Resilient IT Through DevOps
If you haven’t yet noticed that prioritization of non-functional requirements (NFRs) is changing amongst your user base, you will soon. For decades, we have held to the same familiar set of NFRs. Every team had its own definition and particular spin on NFRs, but the usual suspects are accessibility, availability, extensibility, interoperability, maintainability, performance, reliability, scalability, security, and usability.
But new priorities have surfaced, as IT has experienced a sea change over the past few years. Some organizations have even adopted completely new NFRs. The rise of DevOps has coincided with these changes, and the movement’s principles enable IT teams to more readily adapt to rapidly changing requirements.

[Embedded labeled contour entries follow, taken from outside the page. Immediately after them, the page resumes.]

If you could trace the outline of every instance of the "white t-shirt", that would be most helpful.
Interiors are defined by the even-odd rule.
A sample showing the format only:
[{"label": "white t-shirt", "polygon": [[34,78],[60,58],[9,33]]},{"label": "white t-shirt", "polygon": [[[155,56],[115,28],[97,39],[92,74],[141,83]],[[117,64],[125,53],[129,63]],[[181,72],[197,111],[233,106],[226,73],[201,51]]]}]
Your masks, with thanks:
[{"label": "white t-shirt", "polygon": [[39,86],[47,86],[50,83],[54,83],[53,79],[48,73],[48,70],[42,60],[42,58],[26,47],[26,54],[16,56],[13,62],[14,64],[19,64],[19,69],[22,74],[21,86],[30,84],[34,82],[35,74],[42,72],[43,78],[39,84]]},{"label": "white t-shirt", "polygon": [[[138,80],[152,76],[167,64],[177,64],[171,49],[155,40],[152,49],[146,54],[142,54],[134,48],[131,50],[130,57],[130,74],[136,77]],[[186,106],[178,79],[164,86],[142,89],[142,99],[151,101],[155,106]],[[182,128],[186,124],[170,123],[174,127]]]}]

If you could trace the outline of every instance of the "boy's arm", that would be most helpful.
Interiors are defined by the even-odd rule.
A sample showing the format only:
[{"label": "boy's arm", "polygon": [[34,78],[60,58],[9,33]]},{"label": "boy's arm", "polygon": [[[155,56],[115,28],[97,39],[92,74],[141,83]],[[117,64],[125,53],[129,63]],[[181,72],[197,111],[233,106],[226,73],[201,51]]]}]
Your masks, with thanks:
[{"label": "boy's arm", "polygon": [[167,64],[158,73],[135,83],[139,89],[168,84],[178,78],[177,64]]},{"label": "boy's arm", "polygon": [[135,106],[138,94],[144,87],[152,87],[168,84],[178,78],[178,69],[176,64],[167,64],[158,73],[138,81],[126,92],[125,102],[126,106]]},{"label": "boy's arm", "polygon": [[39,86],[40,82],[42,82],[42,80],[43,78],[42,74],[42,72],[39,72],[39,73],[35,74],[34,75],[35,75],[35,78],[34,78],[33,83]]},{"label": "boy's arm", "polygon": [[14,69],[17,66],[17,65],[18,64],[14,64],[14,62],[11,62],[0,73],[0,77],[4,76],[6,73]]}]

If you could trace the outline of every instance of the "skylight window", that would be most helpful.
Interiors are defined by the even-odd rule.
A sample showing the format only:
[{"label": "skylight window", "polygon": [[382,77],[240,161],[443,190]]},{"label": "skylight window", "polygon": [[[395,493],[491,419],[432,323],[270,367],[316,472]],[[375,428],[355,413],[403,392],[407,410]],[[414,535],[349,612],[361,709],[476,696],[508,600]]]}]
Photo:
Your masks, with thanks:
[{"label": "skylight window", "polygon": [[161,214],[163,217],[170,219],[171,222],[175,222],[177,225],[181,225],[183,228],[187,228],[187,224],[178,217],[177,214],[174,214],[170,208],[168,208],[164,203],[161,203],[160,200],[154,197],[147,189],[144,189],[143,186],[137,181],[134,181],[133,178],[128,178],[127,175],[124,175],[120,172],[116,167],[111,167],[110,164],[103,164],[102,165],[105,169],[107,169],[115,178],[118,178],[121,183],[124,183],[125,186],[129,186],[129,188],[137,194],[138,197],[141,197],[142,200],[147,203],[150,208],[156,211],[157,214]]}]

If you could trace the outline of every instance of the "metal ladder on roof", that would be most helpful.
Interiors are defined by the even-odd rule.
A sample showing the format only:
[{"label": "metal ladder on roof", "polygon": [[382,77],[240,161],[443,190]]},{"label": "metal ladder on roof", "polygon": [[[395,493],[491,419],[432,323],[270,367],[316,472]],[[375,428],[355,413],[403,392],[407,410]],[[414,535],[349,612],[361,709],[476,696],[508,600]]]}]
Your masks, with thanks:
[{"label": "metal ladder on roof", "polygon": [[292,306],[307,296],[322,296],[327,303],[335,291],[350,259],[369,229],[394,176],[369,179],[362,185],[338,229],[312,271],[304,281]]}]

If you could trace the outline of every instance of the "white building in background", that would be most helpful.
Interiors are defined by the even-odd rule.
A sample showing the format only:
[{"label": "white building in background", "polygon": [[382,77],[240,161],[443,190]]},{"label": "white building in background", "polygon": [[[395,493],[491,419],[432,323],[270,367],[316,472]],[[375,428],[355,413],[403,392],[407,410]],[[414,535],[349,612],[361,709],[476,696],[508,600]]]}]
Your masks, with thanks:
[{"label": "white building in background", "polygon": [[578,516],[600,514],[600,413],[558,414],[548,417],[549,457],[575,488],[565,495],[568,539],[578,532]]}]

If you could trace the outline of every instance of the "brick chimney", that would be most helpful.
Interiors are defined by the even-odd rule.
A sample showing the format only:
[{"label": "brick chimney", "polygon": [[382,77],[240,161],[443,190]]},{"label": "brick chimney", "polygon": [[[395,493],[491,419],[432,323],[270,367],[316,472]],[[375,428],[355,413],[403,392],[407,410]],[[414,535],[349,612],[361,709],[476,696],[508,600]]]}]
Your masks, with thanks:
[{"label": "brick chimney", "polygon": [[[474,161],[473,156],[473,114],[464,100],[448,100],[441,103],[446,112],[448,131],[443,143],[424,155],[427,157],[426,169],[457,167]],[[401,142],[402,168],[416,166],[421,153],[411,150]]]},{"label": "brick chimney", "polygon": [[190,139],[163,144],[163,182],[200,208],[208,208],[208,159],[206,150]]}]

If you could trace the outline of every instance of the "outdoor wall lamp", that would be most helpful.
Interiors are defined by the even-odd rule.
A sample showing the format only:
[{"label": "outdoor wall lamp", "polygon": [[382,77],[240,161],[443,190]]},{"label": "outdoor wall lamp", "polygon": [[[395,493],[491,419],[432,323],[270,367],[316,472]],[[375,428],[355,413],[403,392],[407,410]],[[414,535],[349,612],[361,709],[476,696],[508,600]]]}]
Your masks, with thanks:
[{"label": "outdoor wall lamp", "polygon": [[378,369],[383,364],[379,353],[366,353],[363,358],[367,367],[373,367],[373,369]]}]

Your grandfather’s mainframe was very reliable
Historically, IT system designs were praised for reliability. Robust and stable systems could “take a licking and keep on ticking.” As computing became more pervasive, scalability became the watchword. Systems should be able to grow and expand to meet increasing demands.
Scalability as an NFR priority represents just a slight shift from reliability as an NFR. Both operated off the mindset that the original system design was valid. Reliability ensures that the system continues to provide the stated functionality over time, and scalability ensures that you can do so for an increasing demand set.
Roughly 10 years ago, things began to shift as more and more organizations embraced movements like agile or XP, and architectural models like Service Oriented Architecture (SOA). These initiatives promoted adaptation and response to change as desirable system qualities. Next, cloud computing introduced us to the notion of elasticity, further promoting the values of flexibility and responsiveness to change.
A resilient system is a happy system
The state of the art for system design is always evolving, and we see noticeable leaps forward every few years. The current phase of evolution is toward resilient systems.
Legacy system designs relied upon expensive infrastructure with multiple-redundant-hot-swappable-live-backup-standby-continuity-generators (or whatever vendors are peddling lately). In contrast, resilient system designs embrace failure and promote the use of cheap, commodity hardware, coupled with distributed data management, parallel processing, eventual consistency, and self-healing operational nodes.
Some portion of your system is likely to go down at some point, and resilient systems are designed with that expectation. Resilient systems and resilient processes are able to continue operation (albeit at diminished capacity) in the face of failure.
The prioritization of resilience over reliability as an NFR can be seen within the DevOps movement, the development of the Netflix Simian Army, and the rise of NoSQL data management solutions.
DevOps and resiliency
DevOps is a multi-headed beast, more a movement guided by a set of principles than a tangible and well-defined construct. While organizations are free to adopt aspects of DevOps that suit their needs, one common thread is that of resilience. Failure is seen as an opportunity to improve processes and communication, rather than as a threat.
The principles of continuous integration and continuous delivery that are core to most DevOps practices exemplify a resilient mindset. Where the classic waterfall model relies upon detailed front-end design and planning with an all-or-nothing development phase and late-stage testing, DevOps teams are more agile, embracing a “fail early, fail often” model. This approach results in more resilient and adaptable applications.
Netflix Simian Army
Netflix gained world renown when the company broadcast details of its Simian Army work in 2010 and 2011. Through the automated efforts of Chaos Monkey, Chaos Gorilla, and a slew of other similar utilities, failure is simulated in order to develop more resilient processes, tools, and capabilities.
John Ciancutti of Netflix writes, “If we aren't constantly testing our ability to succeed despite failure, then it isn't likely to work when it matters most — in the event of an unexpected outage.”
A third illustration of the growing fascination with resilient, self-healing systems is the transformation now going on in the data realm. Data and metadata management have evolved considerably from the relational databases of yore. Modern data management strategies tend to be distributed, fault-tolerant, and in some cases even self-heal by spawning new nodes as needed. Examples include Google FS / Bigtable, in-memory datastores like Hazelcast or SAP’s HANA, and distributed data management solutions like Apache Cassandra.
Miko Matsumura of Hazelcast notes, “Virtualization and scale-out power new ways of thinking about system stability, including a shift away from ‘reliability,’ where giant expensive systems never fail (until they do, catastrophically), and towards ‘resiliency,’ where thousands of inexpensive systems constantly fail—but in ways that don’t materially impact running applications.”
Keeping pace with the cool kids
It’s often said that the only constant is change. The DevOps movement positions organizations to embrace change, rather than fear it. Continuous integration, continuous delivery, and continuous feedback loops between dev teams and ops teams facilitate an enhanced degree of agility and responsiveness.
As business and society evolve, our system design priorities must adapt in parallel. The cool kids will change the game again at some point, but for right now, “change” means designing systems and supporting processes that are responsive and adaptable by prioritizing resilience over reliability.